Não têm milhares de seguidores e são influenciadores. As marcas estão a apostar mais neles do que nas celebridades.
Há cada vez mais marcas – como a Delta ou a Fairy – a apostar numa nova forma de publicidade. Escolhem pessoas anónimas para divulgar os produtos nas suas redes sociais
Cremes depilatórios, bebidas de café, cervejas, detergentes para a loiça ou apostas desportivas foram algumas das coisas que Telmo Vieira já promoveu nas suas redes sociais. Inscreveu-se na Youzz há cerca de quatro anos e desde então perdeu a conta às campanhas de marcas que fez – sem nunca ser remunerado. A única contrapartida é usufruir dos produtos. “Gosto de experimentar coisas novas. Publico fotos nas minhas redes e alguns dos meus amigos experimentam se eu garantir que vale a pena”, conta à SÁBADO o técnico de informática, de 32 anos, que tem cerca de 1.600 pessoas que o seguem no Facebook e 940 no Instagram.

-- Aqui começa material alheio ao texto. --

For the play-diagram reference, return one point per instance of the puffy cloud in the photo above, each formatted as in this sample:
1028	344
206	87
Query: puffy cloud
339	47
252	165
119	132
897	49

Mas como é que se pode influenciar alguém sem ser uma celebridade com milhares de seguidores? O processo é simples: feita a inscrição na Youzz – uma comunidade, como lhe chamam – é enviado um email, alinhado com um target, sobre uma determinada campanha, sem se saber qual é o produto. Se a pessoa disser que está interessada, e for selecionada, preenche um questionário de qualificação com várias perguntas. Só depois é que recebe um convite para experimentar. Se aceitar, é enviado para sua casa o kit de produtos para os desafios propostos – que consistem em fazer vídeos e fotos, por norma três, e publicá-los no Facebook, Instagram ou TikTok. Cada influenciador tem um sistema de pontos, que são atribuídos consoante o cumprimento dos desafios. Quantos mais pontos, mais campanhas.
Uma esponja, um pano e dois frascos de um produto para lavar a loiça – foi este o kit enviado a Débora Prado. A funcionária de uma loja do aeroporto de Lisboa e fotógrafa freelancer, de 30 anos, produziu então um vídeo de 55 segundos em que o namorado aparece a esfregar tachos e pratos, com o hashtag #pub. Em 15 dias teve cerca de 70 “gostos” e 20 comentários. Parece ser o suficiente. Débora está inscrita na Youzz há pouco mais de um ano e já alinhou noutras campanhas – a de um champô seco e a de uma bebida de café. Agora, diz que está à espera do kit de uma marca de produtos dentífricos. “Temos duas semanas para executar os desafios, dão-nos algumas indicações, mas não há exigências. No do detergente só pediram que não mostrássemos outras marcas e que usássemos uma flor nas fotos ou nos vídeos”, conta Débora, que é seguida por 1. 150 pessoas no Facebook e por quase 11 mil no Instagram. E acrescenta: “Este tipo de publicidade é mais vantajoso para as marcas do que para nós, que não somos pagos, apenas recebemos os produtos. Mas o meu objetivo é chegar a mais marcas e ser patrocinada.”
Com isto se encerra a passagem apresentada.